Dans un contexte de conflit meurtrier dans l’est de la République démocratique du Congo, deux communiqués distincts, publiés respectivement le 23 avril 2025 à Goma et à Kinshasa, annoncent la volonté d’un cessez-le-feu immédiat entre le Gouvernement congolais et l’Alliance Fleuve Congo/Mouvement du 23 Mars (AFC/M23). Ces déclarations, bien que marquées par des intentions de paix, soulèvent autant d’espoirs que de questions.
Signés séparément — l’un à Doha par l’AFC/M23, l’autre à Kinshasa par la RDC —, ces documents révèlent un engagement commun, mais leur manque de détails précis laisse planer un doute sur leur impact réel.
UN ENGAGEMENT AU CESSEZ-LE-FEU DANS UN CLIMAT TENDU
Le conflit, qui a repris de plus belle début 2025, a plongé l’est de la RDC dans le chaos. Selon des rapports, l’AFC/M23, accusé d’être soutenu par le Rwanda, a capturé des villes stratégiques comme Goma et Bukavu en février, causant des centaines de morts et déplaçant des milliers de personnes. Après plusieurs tentatives infructueuses de cessez-le-feu — plus de six depuis 2021, selon des sources internationales —, cette nouvelle trêve intervient après des pourparlers facilités par le Qatar et d’autres partenaires internationaux, qui, selon certains sources, étaient à un point mort.

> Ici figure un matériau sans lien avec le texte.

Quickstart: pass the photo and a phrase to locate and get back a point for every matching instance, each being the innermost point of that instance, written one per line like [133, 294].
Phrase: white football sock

Le premier communiqué, daté du 23 avril et signé à Goma par le AFC/M23, annonce un « cessez-le-feu immédiat et efficace » entre les deux parties, avec un rejet clair des discours de haine et un appel aux communautés locales pour soutenir cet effort.
Le 23 avril, un second communiqué signé à Kinshasa par la délégation congolaise renforce cet engagement, ajoutant des mesures comme le retour des populations déplacées et des efforts pour restaurer la confiance mutuelle.
DES ENGAGEMENTS FLOUS
Sur le papier, les deux camps s’accordent sur des points essentiels : un arrêt immédiat des hostilités, un dialogue pour résoudre les causes profondes du conflit, et un appel à la société civile pour soutenir le processus. Le communiqué de Kinshasa va plus loin, évoquant des conditions pour le retour des déplacés, un enjeu crucial dans une région où des centaines de milliers de personnes ont fui les violences.
Mais derrière ces déclarations, le flou domine. Aucun mécanisme de surveillance n’est mentionné, pas plus qu’un calendrier précis ou des sanctions en cas de violation. Ce manque de spécificité est préoccupant dans une région où les cessez-le-feu précédents se sont souvent effondrés faute de suivi. Comme le souligne The Guardian (24 avril 2025), des discussions sur des mesures de confiance, telles que la libération de prisonniers, ont déjà créé des tensions, laissant craindre une reprise rapide des combats.
À QUOI S’ATTENDRE DE CET ENGAGEMENT ?
Concrètement, ce cessez-le-feu pourrait offrir un répit temporaire aux populations civiles, permettant aux organisations humanitaires d’accéder à des zones jusque-là inaccessibles. Le retour des déplacés, mentionné dans le second communiqué, pourrait également amorcer une stabilisation, mais uniquement si des garanties de sécurité sont mises en place — ce qui n’est pas encore clair.
Cependant, sans mécanismes de contrôle ni médiation active sur le terrain, cet engagement risque de rester symbolique.
Les signatures séparées, l’une par l’AFC/M23 à Doha, l’autre par la RDC à Kinshasa, trahissent un manque de coordination formelle, pouvant compliquer la reconnaissance internationale de l’accord. De plus, les causes profondes du conflit ne sont pas abordées de manière concrète.
UNE LUEUR D’ESPOIR, MAIS DES DEFIS MAJEURS
Si ce cessez-le-feu marque un pas diplomatique, il reste fragile.
Les habitants de l’est de la RDC, habitués aux promesses non tenues, attendent des actions tangibles : des corridors humanitaires sécurisés, un désarmement vérifiable, et un dialogue inclusif. Sans cela, cette trêve pourrait n’être qu’une pause dans un cycle de violence qui perdure depuis des années, pour ne pas sanctionner la mort du processus de Doha, après la circulation, ces derniers jours, d’information faisant état de profondes divergences irrésolues entre les deux délégations. Bref, une promesse de deux côtés de cessez-le-feu à venir est différente d’un vrai cessez-le-feu sanctionné par un communiqué conjoint et circonstancié dans l’ espace et le temps.
On a certes sauvé la face à l’ Emir du Qatar, engagé dans cette négociation depuis des mois, mais la paix et la cessation effective des hostilités nous semble encore très lointaine et diplomatiquement indéterminée, comme dans un poker menteur joué par les deux parties en conflit.